BOCA RATON, Fla -- The NHL's salary cap is projected to be between $84 million and $88.2 million for the 2020-21 season, an uptick from the current cap of $81.5 million, the league told its general managers at their annual March meetings this week.
The exact figure for next season will be negotiated with the NHL Players' Association. The cap, which is calculated on a percentage of hockey-related league revenue for the previous season, indicates the NHL is steadily growing as it prepares to welcome its 32nd team, Seattle, for the 2021-22 season.
The new cap will go into effect when NHL free agency opens July 1.
The league also announced that it is ready to drop its new smart pucks, which will officially debut on the opening night of the 2020 Stanley Cup playoffs.
"All aspects of player and puck tracking have been tested extensively," commissioner Gary Bettman said. "Especially the pucks."
The league has quietly tested the new pucks during nine NHL games in nine different buildings since Feb. 6.
"We've used them without anybody knowing about it on a number of occasions," Bettman said. "And there is no issue whatsoever."
The smart pucks, made from the same rubber as traditional pucks, feature technology that relays tracking of puck and player speed and distance as well as zone time and shift lengths. Players will also wear tags in their jerseys. That information will be depicted in data and graphics on TV broadcasts and will be available to teams.
"Feedback has been minimal," said Steve McArdle, NHL executive vice president of digital media and strategic planning. "We have not heard -- in live-game situations -- complaints about the performance of the puck. In fact, we've heard very little coming out of a lot of game experiences. So we're happy about that."
McArdle said the league has offered the puck to certain teams to use during practice.
NHL officials have gone through extensive testing to ensure that the feel of the puck is not compromised. The NHL fired it out of a machine at 170 mph -- including angles on the corner of the crossbar -- and reported that the puck held up.
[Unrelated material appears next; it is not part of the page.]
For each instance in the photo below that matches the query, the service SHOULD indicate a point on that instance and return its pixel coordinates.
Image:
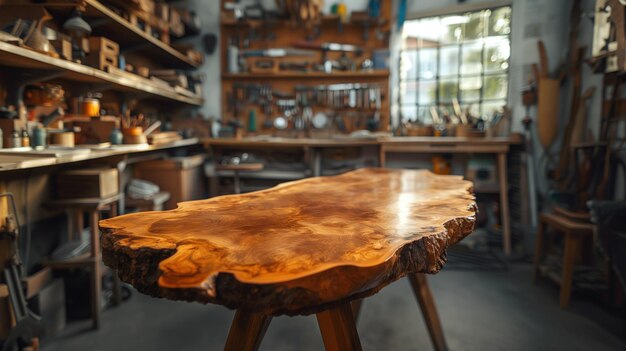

"We haven't been able to break this one yet," said Keith Horstman, NHL vice president of information technology. "We shot it [at] 170 mph 20 times, and it didn't break, it didn't deform. We've been trying to get them to tell us what the break point is, and they can't get the gun [to go] high enough."
The NHL has spent years -- and millions of dollars -- to launch its player- and puck-tracking program. The rollout has been delayed several times, and the league is on its second partner, SMT, after cutting ties with German company Jogmo in 2019. Player and puck tracking has been tested and used in television broadcasts in each of the past two NHL All-Star Games.